Thermodynamic restrictions on statistics of molecular random walks

TL;DR

This paper derives a virial expansion for the probability distribution of molecular Brownian paths, revealing non-Gaussian behavior and power-law tails due to thermodynamic restrictions and microscopic dynamics.

Contribution

It introduces an exact virial expansion linking path distribution to fluid density and correlations, highlighting non-Gaussian asymptotics in molecular random walks.

Findings

Distribution has non-Gaussian asymptotics due to finite correlation volume.

In dilute gases, the correlation volume is finite and bounded.
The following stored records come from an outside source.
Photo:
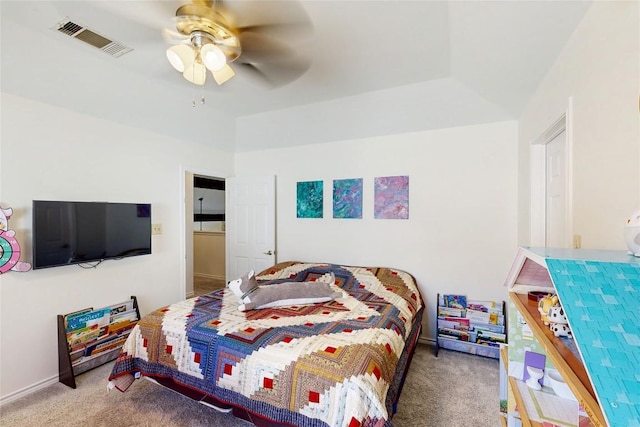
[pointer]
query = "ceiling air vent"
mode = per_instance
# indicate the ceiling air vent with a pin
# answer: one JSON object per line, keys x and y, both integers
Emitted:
{"x": 77, "y": 31}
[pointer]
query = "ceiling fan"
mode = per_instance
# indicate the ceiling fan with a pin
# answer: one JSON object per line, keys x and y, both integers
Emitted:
{"x": 206, "y": 40}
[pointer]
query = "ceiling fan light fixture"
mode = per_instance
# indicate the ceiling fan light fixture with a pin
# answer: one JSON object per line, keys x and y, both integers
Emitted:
{"x": 196, "y": 73}
{"x": 213, "y": 57}
{"x": 223, "y": 74}
{"x": 180, "y": 56}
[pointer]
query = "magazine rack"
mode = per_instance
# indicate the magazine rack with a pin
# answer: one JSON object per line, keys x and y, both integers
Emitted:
{"x": 68, "y": 370}
{"x": 463, "y": 342}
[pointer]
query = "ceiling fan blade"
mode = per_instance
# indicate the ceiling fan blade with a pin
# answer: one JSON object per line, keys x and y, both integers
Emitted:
{"x": 287, "y": 18}
{"x": 174, "y": 37}
{"x": 277, "y": 74}
{"x": 260, "y": 48}
{"x": 284, "y": 31}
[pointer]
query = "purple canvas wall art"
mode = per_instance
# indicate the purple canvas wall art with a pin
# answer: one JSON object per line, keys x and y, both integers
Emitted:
{"x": 391, "y": 197}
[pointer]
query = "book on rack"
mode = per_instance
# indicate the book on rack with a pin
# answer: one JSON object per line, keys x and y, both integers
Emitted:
{"x": 450, "y": 312}
{"x": 485, "y": 317}
{"x": 122, "y": 307}
{"x": 76, "y": 321}
{"x": 457, "y": 334}
{"x": 491, "y": 337}
{"x": 485, "y": 306}
{"x": 461, "y": 323}
{"x": 455, "y": 301}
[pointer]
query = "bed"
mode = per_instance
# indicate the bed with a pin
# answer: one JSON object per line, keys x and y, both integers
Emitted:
{"x": 337, "y": 363}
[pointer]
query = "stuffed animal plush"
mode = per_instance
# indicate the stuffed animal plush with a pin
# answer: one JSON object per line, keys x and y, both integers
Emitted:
{"x": 254, "y": 296}
{"x": 544, "y": 305}
{"x": 558, "y": 322}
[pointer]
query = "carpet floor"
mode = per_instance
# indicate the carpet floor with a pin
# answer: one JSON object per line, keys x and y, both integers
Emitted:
{"x": 451, "y": 390}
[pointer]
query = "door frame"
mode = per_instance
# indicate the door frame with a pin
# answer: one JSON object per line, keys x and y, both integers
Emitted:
{"x": 186, "y": 212}
{"x": 538, "y": 202}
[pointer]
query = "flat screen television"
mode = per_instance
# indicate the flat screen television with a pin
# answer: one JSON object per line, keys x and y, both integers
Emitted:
{"x": 67, "y": 233}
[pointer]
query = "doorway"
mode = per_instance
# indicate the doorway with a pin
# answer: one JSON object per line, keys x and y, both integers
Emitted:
{"x": 204, "y": 232}
{"x": 551, "y": 171}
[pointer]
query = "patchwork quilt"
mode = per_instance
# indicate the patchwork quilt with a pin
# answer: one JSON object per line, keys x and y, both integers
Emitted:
{"x": 339, "y": 363}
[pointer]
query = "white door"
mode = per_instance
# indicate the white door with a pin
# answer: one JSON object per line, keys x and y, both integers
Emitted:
{"x": 556, "y": 233}
{"x": 250, "y": 224}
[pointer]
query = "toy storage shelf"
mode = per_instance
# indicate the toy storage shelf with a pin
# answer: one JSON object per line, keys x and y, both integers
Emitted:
{"x": 596, "y": 289}
{"x": 67, "y": 370}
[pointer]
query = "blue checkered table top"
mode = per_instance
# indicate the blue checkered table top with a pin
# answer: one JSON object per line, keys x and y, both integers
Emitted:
{"x": 600, "y": 293}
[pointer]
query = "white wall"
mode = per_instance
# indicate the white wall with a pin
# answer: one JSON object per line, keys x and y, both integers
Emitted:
{"x": 52, "y": 154}
{"x": 600, "y": 70}
{"x": 461, "y": 232}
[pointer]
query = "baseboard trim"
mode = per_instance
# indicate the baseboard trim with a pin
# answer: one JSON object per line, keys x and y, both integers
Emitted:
{"x": 28, "y": 390}
{"x": 208, "y": 276}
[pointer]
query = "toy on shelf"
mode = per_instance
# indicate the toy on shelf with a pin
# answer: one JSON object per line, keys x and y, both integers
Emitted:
{"x": 559, "y": 324}
{"x": 544, "y": 304}
{"x": 632, "y": 234}
{"x": 9, "y": 246}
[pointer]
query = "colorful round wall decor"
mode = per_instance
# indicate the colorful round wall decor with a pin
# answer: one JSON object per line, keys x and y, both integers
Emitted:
{"x": 9, "y": 246}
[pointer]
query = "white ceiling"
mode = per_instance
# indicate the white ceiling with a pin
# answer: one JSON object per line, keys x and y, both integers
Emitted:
{"x": 424, "y": 64}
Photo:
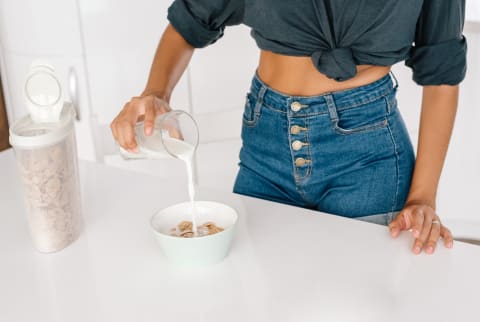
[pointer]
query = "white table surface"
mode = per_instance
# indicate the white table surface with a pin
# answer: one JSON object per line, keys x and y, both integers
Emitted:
{"x": 286, "y": 264}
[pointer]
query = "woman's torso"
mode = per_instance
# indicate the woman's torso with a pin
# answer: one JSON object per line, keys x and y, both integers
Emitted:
{"x": 297, "y": 76}
{"x": 365, "y": 36}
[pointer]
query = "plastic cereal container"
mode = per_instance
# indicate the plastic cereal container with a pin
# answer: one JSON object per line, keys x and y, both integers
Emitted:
{"x": 45, "y": 150}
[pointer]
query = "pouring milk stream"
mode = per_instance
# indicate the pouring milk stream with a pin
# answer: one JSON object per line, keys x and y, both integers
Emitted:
{"x": 168, "y": 128}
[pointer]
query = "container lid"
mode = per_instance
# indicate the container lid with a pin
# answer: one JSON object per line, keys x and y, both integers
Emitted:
{"x": 27, "y": 133}
{"x": 43, "y": 93}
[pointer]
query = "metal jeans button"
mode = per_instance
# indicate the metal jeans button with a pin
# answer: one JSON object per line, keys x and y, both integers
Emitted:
{"x": 296, "y": 106}
{"x": 297, "y": 145}
{"x": 295, "y": 129}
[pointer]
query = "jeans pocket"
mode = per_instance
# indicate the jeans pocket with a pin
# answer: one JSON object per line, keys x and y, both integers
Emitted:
{"x": 363, "y": 118}
{"x": 251, "y": 111}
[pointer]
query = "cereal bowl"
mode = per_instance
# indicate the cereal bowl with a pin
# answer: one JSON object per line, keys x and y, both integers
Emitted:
{"x": 195, "y": 251}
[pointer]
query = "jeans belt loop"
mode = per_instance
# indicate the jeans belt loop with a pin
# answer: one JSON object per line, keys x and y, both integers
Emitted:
{"x": 261, "y": 95}
{"x": 332, "y": 108}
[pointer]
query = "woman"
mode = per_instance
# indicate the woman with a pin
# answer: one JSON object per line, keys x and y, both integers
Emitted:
{"x": 321, "y": 127}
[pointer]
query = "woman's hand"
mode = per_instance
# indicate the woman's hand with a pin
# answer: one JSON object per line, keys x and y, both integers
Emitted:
{"x": 425, "y": 225}
{"x": 144, "y": 107}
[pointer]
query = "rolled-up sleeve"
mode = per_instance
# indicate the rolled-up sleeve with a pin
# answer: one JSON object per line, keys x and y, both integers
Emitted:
{"x": 202, "y": 22}
{"x": 439, "y": 54}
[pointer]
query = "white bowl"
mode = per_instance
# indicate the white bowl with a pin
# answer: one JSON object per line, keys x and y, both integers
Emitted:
{"x": 199, "y": 250}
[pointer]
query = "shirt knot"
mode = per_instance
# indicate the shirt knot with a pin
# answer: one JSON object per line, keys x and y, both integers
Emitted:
{"x": 336, "y": 63}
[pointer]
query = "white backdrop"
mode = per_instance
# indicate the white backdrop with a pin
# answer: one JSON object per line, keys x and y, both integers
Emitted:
{"x": 110, "y": 45}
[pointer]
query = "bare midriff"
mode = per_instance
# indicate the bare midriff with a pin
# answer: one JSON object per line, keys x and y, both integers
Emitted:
{"x": 297, "y": 76}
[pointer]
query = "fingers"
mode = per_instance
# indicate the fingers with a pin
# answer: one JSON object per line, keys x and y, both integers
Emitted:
{"x": 149, "y": 120}
{"x": 423, "y": 225}
{"x": 123, "y": 128}
{"x": 433, "y": 237}
{"x": 401, "y": 222}
{"x": 418, "y": 221}
{"x": 447, "y": 236}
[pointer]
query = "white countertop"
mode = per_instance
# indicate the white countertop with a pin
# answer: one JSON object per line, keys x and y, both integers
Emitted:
{"x": 286, "y": 264}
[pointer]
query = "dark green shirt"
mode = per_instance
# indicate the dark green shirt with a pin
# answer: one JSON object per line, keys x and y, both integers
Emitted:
{"x": 340, "y": 34}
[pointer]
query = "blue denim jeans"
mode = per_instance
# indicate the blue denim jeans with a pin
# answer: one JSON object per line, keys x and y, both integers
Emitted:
{"x": 346, "y": 153}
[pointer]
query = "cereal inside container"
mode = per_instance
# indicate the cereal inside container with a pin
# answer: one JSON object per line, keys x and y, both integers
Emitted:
{"x": 47, "y": 164}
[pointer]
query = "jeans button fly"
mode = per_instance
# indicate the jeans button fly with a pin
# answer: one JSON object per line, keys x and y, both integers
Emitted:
{"x": 300, "y": 162}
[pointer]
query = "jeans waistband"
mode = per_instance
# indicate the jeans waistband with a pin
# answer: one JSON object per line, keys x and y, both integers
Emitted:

Path distribution exhibits power-law tails even in the Boltzmann-Grad limit.

Abstract

It is shown that time reversibility of Hamiltonian microscopic dynamics and Gibbs canonical statistical ensemble of initial conditions for it together produce an exact virial expansion for probability distribution of path of molecular Brownian particle in a fluid. This expansion leads to inequality connecting logarithmic derivative of the distribution with respect to fluid density and characteristic volume occupied by pair statistical correlation between the path and fluid molecules. Due to the inequality, finiteness of this volume means that asymptotic of the distribution is essentially non-Gaussian. For principal case when fluid is dilute gas it is demonstrated that the pair correlation volume is actually finite and bounded above. Therefore even under the Boltzmann-Grad limit the path distribution possess power-law long tails (cut off at distances of ballistic flight).